TransCoastal’s obligation to close the transaction is subject, among other things, to Claimsnet’s Board having approved the Certificate of Designation with respect to the Series F Preferred Stock and Claimsnet having duly filed the Certificate of Designation with the Secretary of State of the State of Delaware. Also, Claimsnet must obtain the cancellation of all outstanding warrants, options, conversion or similar rights relating to shares of Claimsnet Common Stock.

Pursuant to the Amended Agreement, it is contemplated that Claimsnet will place, at the time of the Closing, all the assets and liabilities constituting the current business operations of Claimsnet into a separate wholly owned subsidiary of (“Claimsnet Subsidiary”) and to seek to sell the Claimsnet Subsidiary by the end of the second quarter to certain debt holders (the “Debt Holders”) of Claimsnet in exchange for the cancellation by the Debt Holders indebtedness owed to the Debt Holders by Claimsnet. The Debt Holders are expected to be Thomas Michel, a director of Claimsnet, and National Financial Corporation and J.R. Schellenberg, who are principal stockholders of Claimsnet.

The Agreement provides that it will terminate and be null and void if the transaction does not close by May 31, 2013.

The Company has filed a Form 8-K with the Securities and Exchange Commission relating to the Amended Agreement.
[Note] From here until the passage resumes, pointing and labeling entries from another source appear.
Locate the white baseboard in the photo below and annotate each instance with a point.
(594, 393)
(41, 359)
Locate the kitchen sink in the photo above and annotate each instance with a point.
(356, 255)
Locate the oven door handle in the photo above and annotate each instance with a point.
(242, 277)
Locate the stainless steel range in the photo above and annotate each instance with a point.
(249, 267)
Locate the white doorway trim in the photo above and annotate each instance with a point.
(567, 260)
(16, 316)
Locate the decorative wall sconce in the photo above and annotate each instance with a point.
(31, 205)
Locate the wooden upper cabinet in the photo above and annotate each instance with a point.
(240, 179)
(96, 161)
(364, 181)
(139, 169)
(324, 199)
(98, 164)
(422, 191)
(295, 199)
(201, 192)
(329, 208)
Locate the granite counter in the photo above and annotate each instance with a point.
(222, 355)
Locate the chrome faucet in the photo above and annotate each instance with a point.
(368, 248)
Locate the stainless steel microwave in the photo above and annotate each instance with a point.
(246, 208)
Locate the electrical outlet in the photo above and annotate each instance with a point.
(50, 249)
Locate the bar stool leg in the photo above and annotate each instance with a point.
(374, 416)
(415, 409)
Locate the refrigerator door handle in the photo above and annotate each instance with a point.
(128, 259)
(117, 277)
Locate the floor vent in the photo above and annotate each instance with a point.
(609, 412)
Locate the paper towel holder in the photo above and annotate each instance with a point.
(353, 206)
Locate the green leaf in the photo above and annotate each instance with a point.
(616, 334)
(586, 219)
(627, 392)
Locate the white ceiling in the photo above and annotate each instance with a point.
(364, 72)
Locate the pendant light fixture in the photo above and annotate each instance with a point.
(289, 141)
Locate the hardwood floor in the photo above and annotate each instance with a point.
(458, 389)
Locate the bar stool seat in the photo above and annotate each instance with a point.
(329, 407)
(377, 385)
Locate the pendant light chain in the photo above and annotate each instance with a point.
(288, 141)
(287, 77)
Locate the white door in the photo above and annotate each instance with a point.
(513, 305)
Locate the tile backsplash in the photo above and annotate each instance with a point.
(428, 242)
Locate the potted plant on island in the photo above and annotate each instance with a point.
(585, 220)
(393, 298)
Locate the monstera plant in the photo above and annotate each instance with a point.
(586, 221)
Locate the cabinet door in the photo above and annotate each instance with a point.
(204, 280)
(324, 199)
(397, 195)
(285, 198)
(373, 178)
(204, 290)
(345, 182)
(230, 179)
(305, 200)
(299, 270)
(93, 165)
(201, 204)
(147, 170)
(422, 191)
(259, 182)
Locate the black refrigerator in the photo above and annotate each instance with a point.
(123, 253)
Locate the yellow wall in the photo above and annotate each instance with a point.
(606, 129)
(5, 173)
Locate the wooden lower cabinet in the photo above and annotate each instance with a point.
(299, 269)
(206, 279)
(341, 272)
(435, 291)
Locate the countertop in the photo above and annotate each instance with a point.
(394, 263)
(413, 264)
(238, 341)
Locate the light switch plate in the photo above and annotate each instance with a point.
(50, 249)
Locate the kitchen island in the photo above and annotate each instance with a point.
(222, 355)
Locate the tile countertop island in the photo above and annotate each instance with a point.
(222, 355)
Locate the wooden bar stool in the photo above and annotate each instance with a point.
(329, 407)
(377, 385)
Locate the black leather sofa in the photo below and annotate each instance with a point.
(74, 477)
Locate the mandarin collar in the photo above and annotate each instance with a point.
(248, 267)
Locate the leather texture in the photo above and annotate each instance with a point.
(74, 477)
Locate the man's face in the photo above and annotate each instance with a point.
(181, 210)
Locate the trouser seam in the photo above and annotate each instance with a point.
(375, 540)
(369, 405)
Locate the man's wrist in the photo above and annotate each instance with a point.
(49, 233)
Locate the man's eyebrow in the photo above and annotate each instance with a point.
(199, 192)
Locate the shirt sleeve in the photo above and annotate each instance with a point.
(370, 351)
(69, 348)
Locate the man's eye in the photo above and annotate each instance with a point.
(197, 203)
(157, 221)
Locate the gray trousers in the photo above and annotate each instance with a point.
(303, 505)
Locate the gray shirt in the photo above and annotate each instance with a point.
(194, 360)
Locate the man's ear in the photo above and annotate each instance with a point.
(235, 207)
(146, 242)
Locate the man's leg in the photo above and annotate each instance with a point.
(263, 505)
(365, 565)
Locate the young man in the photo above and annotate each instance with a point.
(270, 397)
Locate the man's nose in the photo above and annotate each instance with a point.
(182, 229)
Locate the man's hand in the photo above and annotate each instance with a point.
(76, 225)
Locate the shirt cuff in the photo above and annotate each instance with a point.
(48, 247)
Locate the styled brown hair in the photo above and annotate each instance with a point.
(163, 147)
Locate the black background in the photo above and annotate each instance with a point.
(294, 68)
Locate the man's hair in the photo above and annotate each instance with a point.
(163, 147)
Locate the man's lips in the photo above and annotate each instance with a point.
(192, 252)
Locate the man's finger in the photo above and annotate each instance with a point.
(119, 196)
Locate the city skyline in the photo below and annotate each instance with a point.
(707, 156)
The Form 8-K contains the Amended Agreement as an exhibit and describes, among other things, certain changes in the Amended Agreement from the Agreement.
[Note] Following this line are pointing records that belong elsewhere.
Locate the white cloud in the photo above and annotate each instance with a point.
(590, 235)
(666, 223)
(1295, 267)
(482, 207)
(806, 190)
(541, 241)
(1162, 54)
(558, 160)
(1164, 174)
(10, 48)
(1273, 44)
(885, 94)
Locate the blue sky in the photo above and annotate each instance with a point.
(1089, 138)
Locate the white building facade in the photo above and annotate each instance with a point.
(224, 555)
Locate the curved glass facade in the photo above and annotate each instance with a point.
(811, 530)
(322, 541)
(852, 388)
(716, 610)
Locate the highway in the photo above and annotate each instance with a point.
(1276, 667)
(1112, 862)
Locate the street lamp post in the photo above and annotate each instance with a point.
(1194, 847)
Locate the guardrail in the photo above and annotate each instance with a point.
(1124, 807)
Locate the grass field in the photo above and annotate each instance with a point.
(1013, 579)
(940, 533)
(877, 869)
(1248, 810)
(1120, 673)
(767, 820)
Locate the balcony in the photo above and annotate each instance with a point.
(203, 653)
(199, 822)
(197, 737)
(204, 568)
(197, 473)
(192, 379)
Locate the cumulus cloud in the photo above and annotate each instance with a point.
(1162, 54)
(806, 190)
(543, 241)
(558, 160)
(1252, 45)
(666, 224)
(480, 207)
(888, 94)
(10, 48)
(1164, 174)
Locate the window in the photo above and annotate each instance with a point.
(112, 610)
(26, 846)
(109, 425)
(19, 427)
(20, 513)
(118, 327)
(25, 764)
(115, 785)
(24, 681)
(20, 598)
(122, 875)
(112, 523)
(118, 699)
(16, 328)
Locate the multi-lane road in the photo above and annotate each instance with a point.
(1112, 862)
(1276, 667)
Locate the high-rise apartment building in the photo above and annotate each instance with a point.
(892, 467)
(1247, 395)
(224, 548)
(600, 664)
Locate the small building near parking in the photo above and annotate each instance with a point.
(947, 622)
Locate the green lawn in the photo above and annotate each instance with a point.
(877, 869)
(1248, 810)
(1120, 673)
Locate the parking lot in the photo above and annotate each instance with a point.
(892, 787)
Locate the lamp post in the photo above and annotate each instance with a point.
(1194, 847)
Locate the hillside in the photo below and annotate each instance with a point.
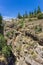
(26, 38)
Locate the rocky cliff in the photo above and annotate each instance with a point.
(26, 38)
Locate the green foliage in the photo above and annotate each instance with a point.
(0, 19)
(8, 34)
(38, 10)
(30, 14)
(19, 16)
(4, 49)
(1, 25)
(40, 16)
(21, 23)
(25, 15)
(2, 42)
(38, 28)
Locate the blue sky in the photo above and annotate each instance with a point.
(11, 8)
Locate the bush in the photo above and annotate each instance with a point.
(40, 16)
(38, 28)
(19, 16)
(2, 42)
(4, 48)
(1, 25)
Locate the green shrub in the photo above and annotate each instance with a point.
(8, 34)
(2, 42)
(38, 28)
(1, 24)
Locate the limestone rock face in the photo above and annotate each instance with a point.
(26, 39)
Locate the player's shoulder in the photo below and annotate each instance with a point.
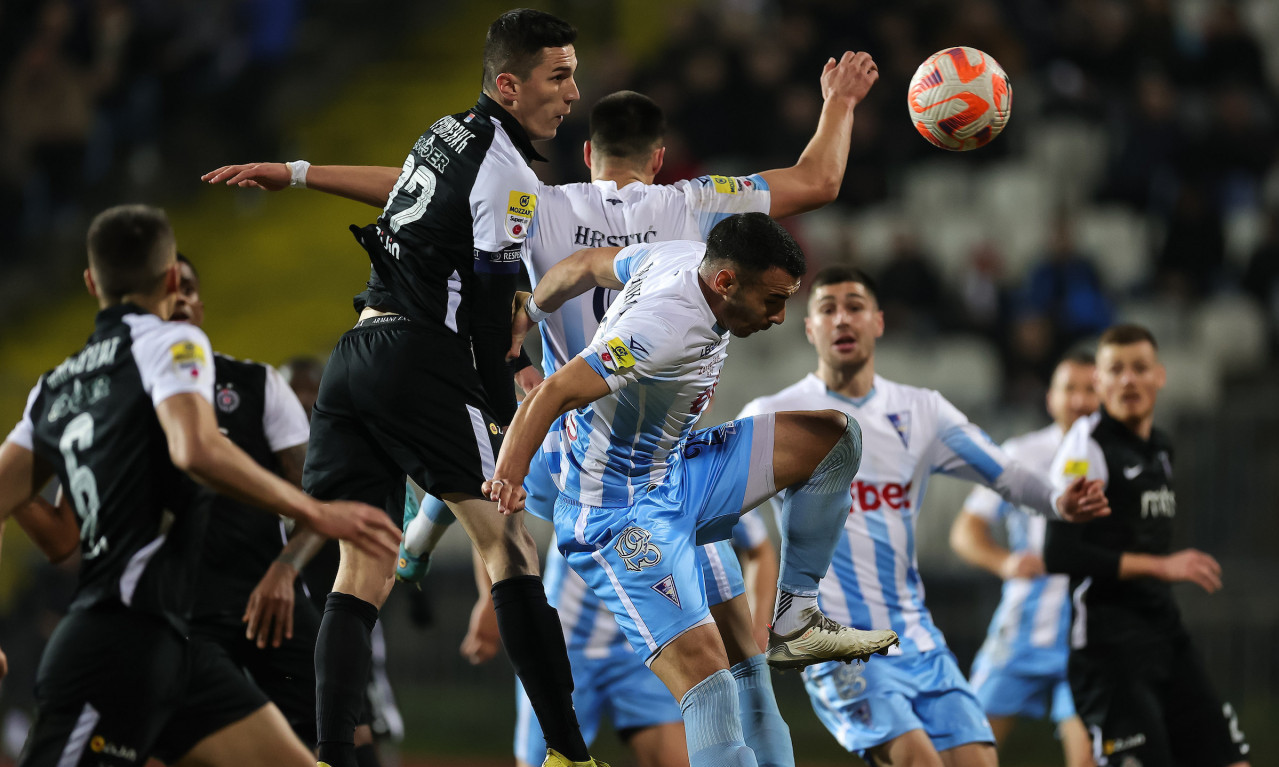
(798, 396)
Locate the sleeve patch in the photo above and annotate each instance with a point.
(617, 357)
(519, 214)
(188, 358)
(727, 184)
(1076, 468)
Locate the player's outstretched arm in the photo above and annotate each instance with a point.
(197, 448)
(814, 180)
(574, 385)
(370, 184)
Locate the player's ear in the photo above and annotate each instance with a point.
(508, 87)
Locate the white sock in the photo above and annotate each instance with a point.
(792, 611)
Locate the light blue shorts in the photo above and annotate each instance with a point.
(1008, 693)
(867, 706)
(618, 687)
(642, 560)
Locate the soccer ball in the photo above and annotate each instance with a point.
(959, 99)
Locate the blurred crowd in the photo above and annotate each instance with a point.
(100, 97)
(1186, 102)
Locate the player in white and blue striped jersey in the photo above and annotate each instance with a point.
(1020, 670)
(640, 487)
(913, 706)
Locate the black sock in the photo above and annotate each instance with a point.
(366, 756)
(535, 643)
(343, 658)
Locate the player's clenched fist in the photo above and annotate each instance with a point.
(849, 78)
(508, 494)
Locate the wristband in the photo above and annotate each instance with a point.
(298, 173)
(535, 313)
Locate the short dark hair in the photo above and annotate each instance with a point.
(1123, 335)
(129, 248)
(834, 275)
(516, 40)
(182, 258)
(755, 243)
(626, 124)
(1080, 356)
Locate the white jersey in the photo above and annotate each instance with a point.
(597, 215)
(908, 433)
(661, 352)
(1031, 625)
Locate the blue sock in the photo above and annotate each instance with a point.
(814, 513)
(713, 724)
(766, 733)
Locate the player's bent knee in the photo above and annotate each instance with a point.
(261, 739)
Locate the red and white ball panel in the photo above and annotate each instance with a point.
(959, 99)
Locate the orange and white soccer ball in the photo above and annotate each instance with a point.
(959, 99)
THIS PRESS RELEASE DOES NOT CONSTITUTE AN OFFER TO SELL OR SOLICITATION OF AN OFFER TO PURCHASE SECURITIES OF CLAIMSNET. ANY OFFER OF SECURITIES MADE BY CLAIMSNET OR OTHER PERSON ON BEHALF OF CLAIMSNET MAY BE MADE ONLY PURSUANT TO MATERIALS AND OTHER OFFERING DOCUMENTS PREPARED BY THE CLAIMSNET AND DELIVERED TO QUALIFIED PURCHASERS EXPRESSLY FOR USE IN CONNECTION WITH, OR PURSUANT TO AN EXEMPTION FROM, SECTION 5 OF THE SECURITIES ACT OF 1933, AS AMENDED. THE SECURITIES OFFERED HAVE NOT BEEN AND WILL NOT BE REGISTERED UNDER THE SECURITIES ACT OF 1933 AND MAY NOT BE OFFERED OR SOLD IN THE UNITED STATES ABSENT REGISTRATION OR AN APPLICABLE EXEMPTION FROM THE REGISTRATION REQUIREMENTS. THIS PRESS RELEASE DOES NOT PURPORT TO BE AN ALL ENCOMPASSING DISCLOSURE, AND A COPY OF THE FINAL AGREEMENT IS ATTACHED AS AN EXHIBIT WITH THE 8-K TO BE FILED WITH THE SEC.

About Claimsnet.com – Claimsnet.com inc. is a provider of Internet-based claim processing solutions for the healthcare payer industry, including distinctive, advanced ASP technology. Headquartered in Dallas, Claimsnet offers systems that are distinguished by ease of use, customer care, security and measurable cost advantages. More information on Claimsnet and on the information set forth in this release may be found at the Company’s web site at http://www.claimsnet.com, as well as at the SEC’s website at www.sec.gov.

About TransCoastal Corporation – TransCoastal is an oil and gas exploration and production company focused on the development of oil and gas reserves in Texas and the Southwest region of the United States.

Safe Harbor Statement Under the Private Securities Litigation Act 1995 – With the exception of historical information, the matters discussed in this press release are forward looking statements that involve a number of risks and uncertainties. The actual future results of the Company could differ significantly from those statements. Factors that could cause or contribute to such differences include, but are not limited to, risks related to our ability to access external sources of capital to satisfy our capital requirements, our ability to comply with existing and future governmental regulations, such as HIPAA, the success of our marketing strategies, actions of Claimsnet’s competitors, our dependence on business partners and distribution channels, and continued use by the Company of the Internet. Further information on Claimsnet’s risk factors is contained in Claimsnet’s quarterly, annual, and other periodic reports as filed with the Securities and Exchange Commission.